SAN FRANCISCO (KGO) -- It's been more than two weeks since the NBA canceled all games for the season. In the meantime, Warriors star Stephen Curry is doing what he can to raise awareness about coronavirus.

On Thursday, he held an Instagram live chat with National Institute of Allergy and Infectious Diseases Director Dr. Anthony Fauci.

Fauci is the director of the National Institute of Allergy and Infectious Diseases. He has advised six presidents on the AIDS epidemic and other emerging diseases such as ebola and zika.

Curry asked Dr. Fauci when he believes life might start getting back to normal, including large sporting events.

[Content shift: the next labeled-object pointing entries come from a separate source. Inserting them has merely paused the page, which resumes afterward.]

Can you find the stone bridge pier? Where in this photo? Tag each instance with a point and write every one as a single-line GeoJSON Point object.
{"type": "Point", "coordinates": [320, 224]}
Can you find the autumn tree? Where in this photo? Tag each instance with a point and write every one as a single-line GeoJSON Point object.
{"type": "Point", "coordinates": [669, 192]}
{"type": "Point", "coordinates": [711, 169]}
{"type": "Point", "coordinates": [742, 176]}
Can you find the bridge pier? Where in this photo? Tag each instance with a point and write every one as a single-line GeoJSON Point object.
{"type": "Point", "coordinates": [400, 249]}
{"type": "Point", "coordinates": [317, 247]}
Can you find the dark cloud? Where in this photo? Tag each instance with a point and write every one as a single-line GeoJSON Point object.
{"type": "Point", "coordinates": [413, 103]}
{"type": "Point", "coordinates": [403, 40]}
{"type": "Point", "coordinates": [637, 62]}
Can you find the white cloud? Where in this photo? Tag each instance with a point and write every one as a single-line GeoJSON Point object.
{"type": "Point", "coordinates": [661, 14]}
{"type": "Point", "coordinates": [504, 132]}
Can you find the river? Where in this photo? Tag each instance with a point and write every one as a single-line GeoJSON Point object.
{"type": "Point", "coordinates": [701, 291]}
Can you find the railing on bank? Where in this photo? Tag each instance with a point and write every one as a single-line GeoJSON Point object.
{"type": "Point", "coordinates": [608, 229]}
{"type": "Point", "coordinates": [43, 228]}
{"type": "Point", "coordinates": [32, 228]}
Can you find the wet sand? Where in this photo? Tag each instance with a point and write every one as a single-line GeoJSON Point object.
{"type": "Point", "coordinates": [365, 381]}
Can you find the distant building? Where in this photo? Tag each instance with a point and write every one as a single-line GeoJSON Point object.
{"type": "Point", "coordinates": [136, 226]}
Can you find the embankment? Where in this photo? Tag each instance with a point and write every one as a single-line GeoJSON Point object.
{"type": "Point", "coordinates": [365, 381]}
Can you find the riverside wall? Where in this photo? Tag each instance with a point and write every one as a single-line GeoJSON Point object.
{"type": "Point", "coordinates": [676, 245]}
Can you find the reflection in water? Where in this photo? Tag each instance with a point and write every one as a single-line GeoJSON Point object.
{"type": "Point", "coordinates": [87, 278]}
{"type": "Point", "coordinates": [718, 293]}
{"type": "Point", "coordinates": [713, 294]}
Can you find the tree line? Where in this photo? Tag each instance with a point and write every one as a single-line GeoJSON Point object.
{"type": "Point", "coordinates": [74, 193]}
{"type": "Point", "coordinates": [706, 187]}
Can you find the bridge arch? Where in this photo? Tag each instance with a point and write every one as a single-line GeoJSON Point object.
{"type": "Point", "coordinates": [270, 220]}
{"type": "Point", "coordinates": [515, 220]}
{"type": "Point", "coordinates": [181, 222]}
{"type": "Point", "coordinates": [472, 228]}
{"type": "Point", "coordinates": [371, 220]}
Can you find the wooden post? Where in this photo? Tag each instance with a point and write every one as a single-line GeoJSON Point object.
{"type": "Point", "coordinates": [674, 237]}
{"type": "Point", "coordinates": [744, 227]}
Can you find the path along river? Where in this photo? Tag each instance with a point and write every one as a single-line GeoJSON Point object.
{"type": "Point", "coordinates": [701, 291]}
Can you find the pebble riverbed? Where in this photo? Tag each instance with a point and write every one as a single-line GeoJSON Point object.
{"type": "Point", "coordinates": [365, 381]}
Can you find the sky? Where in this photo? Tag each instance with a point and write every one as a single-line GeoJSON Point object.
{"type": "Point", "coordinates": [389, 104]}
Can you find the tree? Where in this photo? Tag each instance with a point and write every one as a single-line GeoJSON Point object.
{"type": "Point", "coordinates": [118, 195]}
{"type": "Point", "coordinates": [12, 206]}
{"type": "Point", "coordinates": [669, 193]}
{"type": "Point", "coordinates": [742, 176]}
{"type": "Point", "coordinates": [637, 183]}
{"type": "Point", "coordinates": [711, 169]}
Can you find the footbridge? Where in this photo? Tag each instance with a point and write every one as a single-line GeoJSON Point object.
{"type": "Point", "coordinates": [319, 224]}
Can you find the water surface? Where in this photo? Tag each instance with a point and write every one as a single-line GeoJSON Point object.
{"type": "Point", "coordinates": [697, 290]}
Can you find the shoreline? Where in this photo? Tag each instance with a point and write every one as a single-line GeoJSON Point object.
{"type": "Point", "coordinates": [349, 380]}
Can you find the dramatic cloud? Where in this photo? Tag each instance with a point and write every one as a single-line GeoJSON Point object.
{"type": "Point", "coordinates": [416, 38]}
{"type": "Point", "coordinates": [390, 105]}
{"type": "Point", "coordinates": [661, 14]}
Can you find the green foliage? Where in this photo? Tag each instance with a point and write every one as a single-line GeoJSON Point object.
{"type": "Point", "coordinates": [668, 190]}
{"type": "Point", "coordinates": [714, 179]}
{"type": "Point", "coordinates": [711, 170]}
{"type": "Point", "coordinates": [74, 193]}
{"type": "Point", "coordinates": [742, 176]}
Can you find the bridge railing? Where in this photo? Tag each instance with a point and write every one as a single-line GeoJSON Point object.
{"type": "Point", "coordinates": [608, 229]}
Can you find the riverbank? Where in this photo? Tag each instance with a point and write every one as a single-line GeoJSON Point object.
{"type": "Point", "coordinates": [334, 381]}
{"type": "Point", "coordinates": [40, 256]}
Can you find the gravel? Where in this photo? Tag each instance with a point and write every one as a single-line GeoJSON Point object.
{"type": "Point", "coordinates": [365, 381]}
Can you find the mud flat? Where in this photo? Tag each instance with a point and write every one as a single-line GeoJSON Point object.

Dr. Fauci didn't give an exact timeline.

"What you need, is you need to see the trajectory of the curve to start to go down," Dr. Fauci said, referring to flattening the curve and number of coronavirus cases.

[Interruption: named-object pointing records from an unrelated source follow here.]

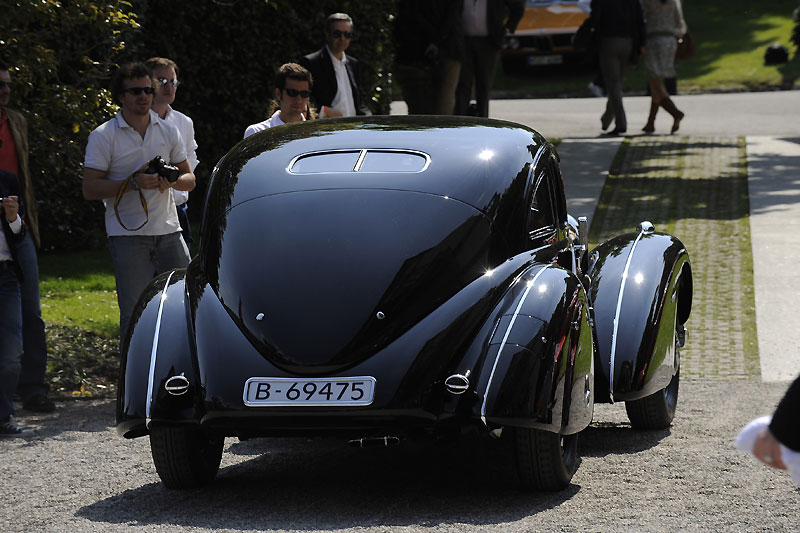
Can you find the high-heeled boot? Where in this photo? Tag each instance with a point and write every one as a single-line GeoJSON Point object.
{"type": "Point", "coordinates": [676, 113]}
{"type": "Point", "coordinates": [650, 127]}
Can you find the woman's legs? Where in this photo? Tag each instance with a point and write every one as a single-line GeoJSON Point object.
{"type": "Point", "coordinates": [657, 93]}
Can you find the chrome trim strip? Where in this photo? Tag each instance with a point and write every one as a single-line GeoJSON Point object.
{"type": "Point", "coordinates": [362, 154]}
{"type": "Point", "coordinates": [530, 283]}
{"type": "Point", "coordinates": [616, 315]}
{"type": "Point", "coordinates": [360, 161]}
{"type": "Point", "coordinates": [155, 349]}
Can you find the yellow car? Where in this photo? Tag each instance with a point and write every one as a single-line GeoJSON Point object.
{"type": "Point", "coordinates": [544, 35]}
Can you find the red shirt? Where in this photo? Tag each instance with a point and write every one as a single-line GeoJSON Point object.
{"type": "Point", "coordinates": [8, 150]}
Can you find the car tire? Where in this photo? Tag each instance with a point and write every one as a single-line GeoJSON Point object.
{"type": "Point", "coordinates": [185, 457]}
{"type": "Point", "coordinates": [657, 410]}
{"type": "Point", "coordinates": [545, 461]}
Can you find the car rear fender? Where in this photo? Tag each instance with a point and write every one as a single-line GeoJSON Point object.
{"type": "Point", "coordinates": [158, 376]}
{"type": "Point", "coordinates": [641, 290]}
{"type": "Point", "coordinates": [538, 372]}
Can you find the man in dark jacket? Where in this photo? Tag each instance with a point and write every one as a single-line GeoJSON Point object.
{"type": "Point", "coordinates": [783, 429]}
{"type": "Point", "coordinates": [337, 76]}
{"type": "Point", "coordinates": [486, 23]}
{"type": "Point", "coordinates": [12, 232]}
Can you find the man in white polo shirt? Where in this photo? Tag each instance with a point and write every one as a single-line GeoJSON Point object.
{"type": "Point", "coordinates": [147, 241]}
{"type": "Point", "coordinates": [292, 90]}
{"type": "Point", "coordinates": [165, 72]}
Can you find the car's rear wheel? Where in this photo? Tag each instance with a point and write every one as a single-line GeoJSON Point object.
{"type": "Point", "coordinates": [545, 461]}
{"type": "Point", "coordinates": [657, 410]}
{"type": "Point", "coordinates": [185, 457]}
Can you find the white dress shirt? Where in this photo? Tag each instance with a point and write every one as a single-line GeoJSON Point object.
{"type": "Point", "coordinates": [186, 129]}
{"type": "Point", "coordinates": [343, 101]}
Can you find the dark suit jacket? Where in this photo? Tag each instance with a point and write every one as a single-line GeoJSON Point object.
{"type": "Point", "coordinates": [784, 421]}
{"type": "Point", "coordinates": [324, 90]}
{"type": "Point", "coordinates": [502, 14]}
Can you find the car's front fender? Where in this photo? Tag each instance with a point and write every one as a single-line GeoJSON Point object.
{"type": "Point", "coordinates": [158, 377]}
{"type": "Point", "coordinates": [641, 290]}
{"type": "Point", "coordinates": [538, 372]}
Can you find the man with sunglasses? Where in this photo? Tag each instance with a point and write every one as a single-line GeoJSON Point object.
{"type": "Point", "coordinates": [32, 386]}
{"type": "Point", "coordinates": [141, 221]}
{"type": "Point", "coordinates": [337, 76]}
{"type": "Point", "coordinates": [165, 72]}
{"type": "Point", "coordinates": [292, 90]}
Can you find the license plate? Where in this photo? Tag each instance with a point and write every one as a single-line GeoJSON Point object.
{"type": "Point", "coordinates": [261, 392]}
{"type": "Point", "coordinates": [545, 60]}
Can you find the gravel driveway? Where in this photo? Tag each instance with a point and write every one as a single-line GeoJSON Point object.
{"type": "Point", "coordinates": [78, 475]}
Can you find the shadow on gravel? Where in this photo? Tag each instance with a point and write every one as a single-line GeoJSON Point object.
{"type": "Point", "coordinates": [610, 438]}
{"type": "Point", "coordinates": [309, 485]}
{"type": "Point", "coordinates": [71, 415]}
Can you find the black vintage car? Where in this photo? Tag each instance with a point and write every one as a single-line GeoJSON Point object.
{"type": "Point", "coordinates": [396, 278]}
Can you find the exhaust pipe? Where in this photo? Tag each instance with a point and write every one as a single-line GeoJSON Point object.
{"type": "Point", "coordinates": [374, 442]}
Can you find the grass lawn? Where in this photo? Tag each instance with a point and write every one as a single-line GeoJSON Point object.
{"type": "Point", "coordinates": [78, 291]}
{"type": "Point", "coordinates": [731, 37]}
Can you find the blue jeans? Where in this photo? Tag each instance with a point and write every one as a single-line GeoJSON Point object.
{"type": "Point", "coordinates": [10, 340]}
{"type": "Point", "coordinates": [34, 344]}
{"type": "Point", "coordinates": [137, 260]}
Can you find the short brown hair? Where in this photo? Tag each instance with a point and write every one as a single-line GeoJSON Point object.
{"type": "Point", "coordinates": [129, 71]}
{"type": "Point", "coordinates": [154, 62]}
{"type": "Point", "coordinates": [336, 17]}
{"type": "Point", "coordinates": [292, 71]}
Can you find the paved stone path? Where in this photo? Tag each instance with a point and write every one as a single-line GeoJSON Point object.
{"type": "Point", "coordinates": [696, 189]}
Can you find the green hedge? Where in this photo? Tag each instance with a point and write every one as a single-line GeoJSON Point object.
{"type": "Point", "coordinates": [64, 54]}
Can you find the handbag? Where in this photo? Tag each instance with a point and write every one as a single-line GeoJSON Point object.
{"type": "Point", "coordinates": [686, 47]}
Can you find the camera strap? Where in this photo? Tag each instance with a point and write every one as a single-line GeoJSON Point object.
{"type": "Point", "coordinates": [121, 191]}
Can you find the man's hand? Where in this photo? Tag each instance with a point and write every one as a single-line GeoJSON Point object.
{"type": "Point", "coordinates": [767, 449]}
{"type": "Point", "coordinates": [11, 207]}
{"type": "Point", "coordinates": [147, 181]}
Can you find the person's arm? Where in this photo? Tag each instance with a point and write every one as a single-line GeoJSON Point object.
{"type": "Point", "coordinates": [96, 186]}
{"type": "Point", "coordinates": [185, 181]}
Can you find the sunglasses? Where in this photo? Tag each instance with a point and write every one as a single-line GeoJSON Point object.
{"type": "Point", "coordinates": [294, 92]}
{"type": "Point", "coordinates": [139, 90]}
{"type": "Point", "coordinates": [164, 82]}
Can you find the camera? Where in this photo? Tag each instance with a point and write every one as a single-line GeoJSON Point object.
{"type": "Point", "coordinates": [160, 167]}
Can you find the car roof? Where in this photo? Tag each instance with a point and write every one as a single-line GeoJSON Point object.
{"type": "Point", "coordinates": [466, 158]}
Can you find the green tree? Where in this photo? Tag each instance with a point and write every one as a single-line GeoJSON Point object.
{"type": "Point", "coordinates": [61, 54]}
{"type": "Point", "coordinates": [228, 53]}
{"type": "Point", "coordinates": [64, 54]}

CORONAVIRUS MAP: Updated number of COVID-19 cases, deaths in San Francisco Bay Area

"We've seen that in China, they went up and down, they're starting to get back to some normal life," he continued. "Korea is doing that. They're starting to come back down."

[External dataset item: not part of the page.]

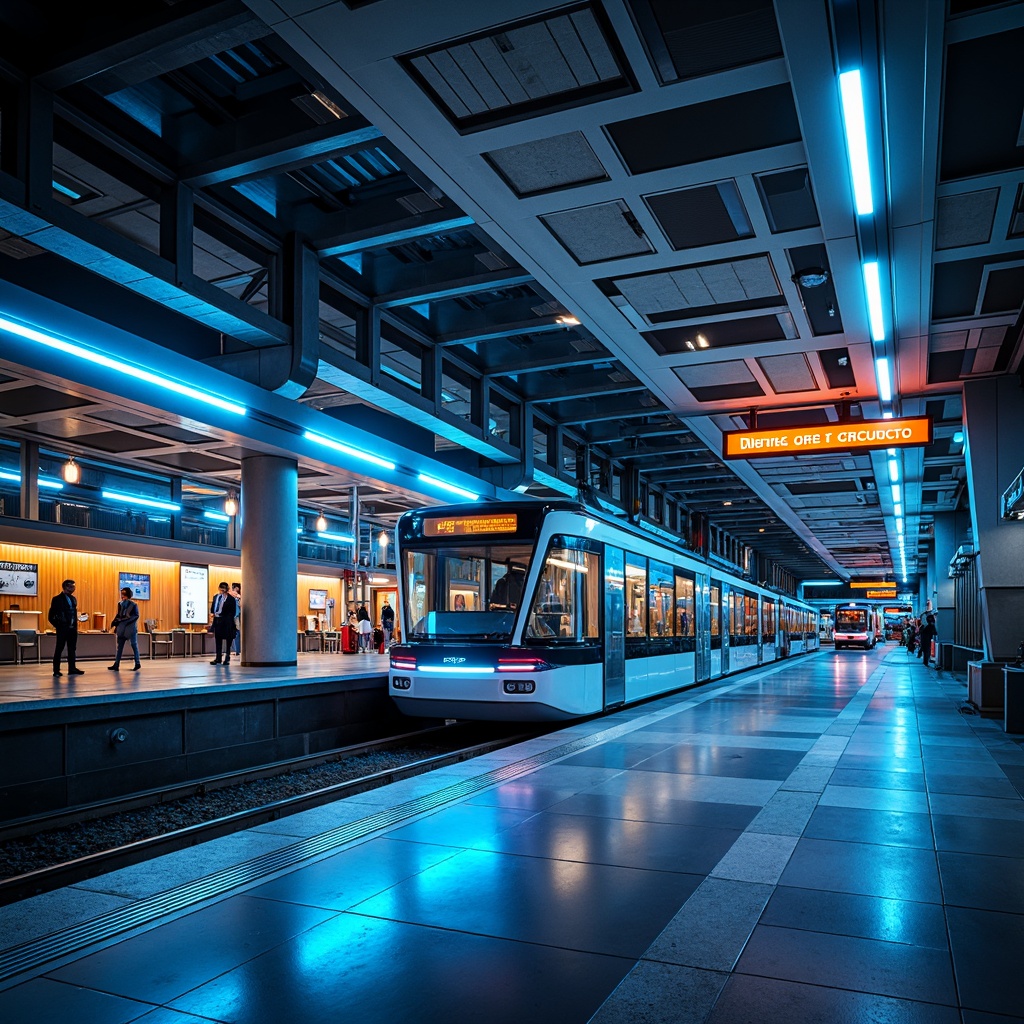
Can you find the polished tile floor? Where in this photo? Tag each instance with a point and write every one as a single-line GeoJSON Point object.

Dr. Fauci said places like Europe, particularly in Italy, are still going way up. He said in the United States it depends on the region, and that "you treat New York City a little different than you treat Nebraska."

"Like, New York City right now is having a terrible time and yet there are places in the country that are doing quite well," Dr. Fauci explained. "You could probably identify people, contact trace, and get them out of circulation."

"So a direct answer to your question," he continued. "We can start thinking about getting back to some degree of normality when the country as a whole has turned that corner and starts coming down."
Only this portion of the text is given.